RÉGNIER Noël, Marie, Edmond

Par Frédéric Stévenot

Né le 17 décembre 1910 à Seboncourt (Aisne), tué le 9 mars 1945 à Hanoï (Tonkin) : officier au 19e RMIC (rég. mixte d’infanterie coloniale)

Le 9 mars 1945, les Japonais attaquèrent les garnisons françaises d’Indochine. Selon l’ANAI, « à Dong Dang, la 6e compagnie du 3e RTT et la 1ère section de la 24e compagnie du 4e RAC luttent durant trois longues journées au fort Van-Vollenhoven. À l’issue de l’affrontement, ces combattants sont qualifiés de lions par l’adversaire qui ensuite massacre au sabre les Français et les Tonkinois tombés entre ses mains.
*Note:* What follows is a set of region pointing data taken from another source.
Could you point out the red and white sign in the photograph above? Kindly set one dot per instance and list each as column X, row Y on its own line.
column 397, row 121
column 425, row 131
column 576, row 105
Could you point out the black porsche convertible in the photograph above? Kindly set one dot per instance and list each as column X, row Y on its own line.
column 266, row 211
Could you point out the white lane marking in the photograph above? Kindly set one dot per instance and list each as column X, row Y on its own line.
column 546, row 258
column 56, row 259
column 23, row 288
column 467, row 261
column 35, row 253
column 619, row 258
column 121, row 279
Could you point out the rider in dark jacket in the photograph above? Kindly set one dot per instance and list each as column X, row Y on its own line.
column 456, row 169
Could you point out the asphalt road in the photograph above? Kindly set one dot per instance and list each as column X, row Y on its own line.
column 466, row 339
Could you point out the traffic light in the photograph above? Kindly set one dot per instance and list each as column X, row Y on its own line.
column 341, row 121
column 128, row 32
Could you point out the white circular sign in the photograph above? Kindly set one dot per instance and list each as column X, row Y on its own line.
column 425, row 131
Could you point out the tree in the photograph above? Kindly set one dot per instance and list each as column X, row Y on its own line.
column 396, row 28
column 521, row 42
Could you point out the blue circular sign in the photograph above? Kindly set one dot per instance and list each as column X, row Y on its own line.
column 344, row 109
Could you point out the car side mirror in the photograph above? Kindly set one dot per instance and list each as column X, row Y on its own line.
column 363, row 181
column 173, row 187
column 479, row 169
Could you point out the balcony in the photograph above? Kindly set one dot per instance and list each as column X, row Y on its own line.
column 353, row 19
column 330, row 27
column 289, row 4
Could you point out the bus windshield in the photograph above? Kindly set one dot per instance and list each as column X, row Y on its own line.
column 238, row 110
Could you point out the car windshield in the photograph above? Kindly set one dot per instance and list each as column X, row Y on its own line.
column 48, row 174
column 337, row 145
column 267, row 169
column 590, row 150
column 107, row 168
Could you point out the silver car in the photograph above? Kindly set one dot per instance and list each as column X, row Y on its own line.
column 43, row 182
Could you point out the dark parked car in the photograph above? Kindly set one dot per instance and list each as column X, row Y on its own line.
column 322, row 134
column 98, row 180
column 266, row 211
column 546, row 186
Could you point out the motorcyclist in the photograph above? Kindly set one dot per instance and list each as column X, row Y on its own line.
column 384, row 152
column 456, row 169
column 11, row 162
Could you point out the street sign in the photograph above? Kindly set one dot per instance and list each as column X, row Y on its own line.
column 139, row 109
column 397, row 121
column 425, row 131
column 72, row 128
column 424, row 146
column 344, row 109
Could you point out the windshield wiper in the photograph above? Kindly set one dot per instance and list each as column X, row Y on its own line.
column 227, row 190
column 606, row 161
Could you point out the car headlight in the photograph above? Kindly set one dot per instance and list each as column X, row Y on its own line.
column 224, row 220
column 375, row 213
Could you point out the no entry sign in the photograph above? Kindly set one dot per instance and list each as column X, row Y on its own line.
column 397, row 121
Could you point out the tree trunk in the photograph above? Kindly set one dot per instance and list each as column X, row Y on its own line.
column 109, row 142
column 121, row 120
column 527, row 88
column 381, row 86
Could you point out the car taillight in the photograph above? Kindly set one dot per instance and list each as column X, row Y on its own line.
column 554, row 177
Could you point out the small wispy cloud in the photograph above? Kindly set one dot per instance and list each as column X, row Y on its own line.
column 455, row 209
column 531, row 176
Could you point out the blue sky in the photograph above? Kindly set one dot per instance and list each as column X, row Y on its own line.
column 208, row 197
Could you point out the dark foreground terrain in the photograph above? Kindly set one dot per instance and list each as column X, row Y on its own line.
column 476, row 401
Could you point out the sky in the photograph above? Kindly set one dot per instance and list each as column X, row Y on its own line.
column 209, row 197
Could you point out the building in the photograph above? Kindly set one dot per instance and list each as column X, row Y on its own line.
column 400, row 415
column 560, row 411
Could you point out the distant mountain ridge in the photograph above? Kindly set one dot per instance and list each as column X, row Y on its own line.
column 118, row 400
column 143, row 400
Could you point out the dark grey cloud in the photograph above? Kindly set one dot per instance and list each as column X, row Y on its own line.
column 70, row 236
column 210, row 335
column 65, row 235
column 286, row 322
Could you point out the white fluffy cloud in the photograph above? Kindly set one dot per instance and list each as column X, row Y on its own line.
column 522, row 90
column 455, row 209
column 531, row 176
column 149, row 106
Seuls, le marsouin Cron et deux tirailleurs (dont un a reçu neuf coups de baïonnette) survivront. Par la suite, la garnison sera citée à l’ordre de l’armée […]. Le samedi 10 mars, la majorité des installations militaires françaises de la péninsule est tombée aux mains des Japonais. Certaines se défendent encore désespérément mais, au fur et à mesure que les heures passent, leur résistance cesse. […] Le 10 mars […], dans le 1er Territoire militaire, des éléments du 4e RAC et des II et III/19e RMIC contre-attaquent ». Par la suite, « Des actions offensives vont être menées au Tonkin et au Laos par les troupes réfugiées en Chine ou demeurées en Indochine ».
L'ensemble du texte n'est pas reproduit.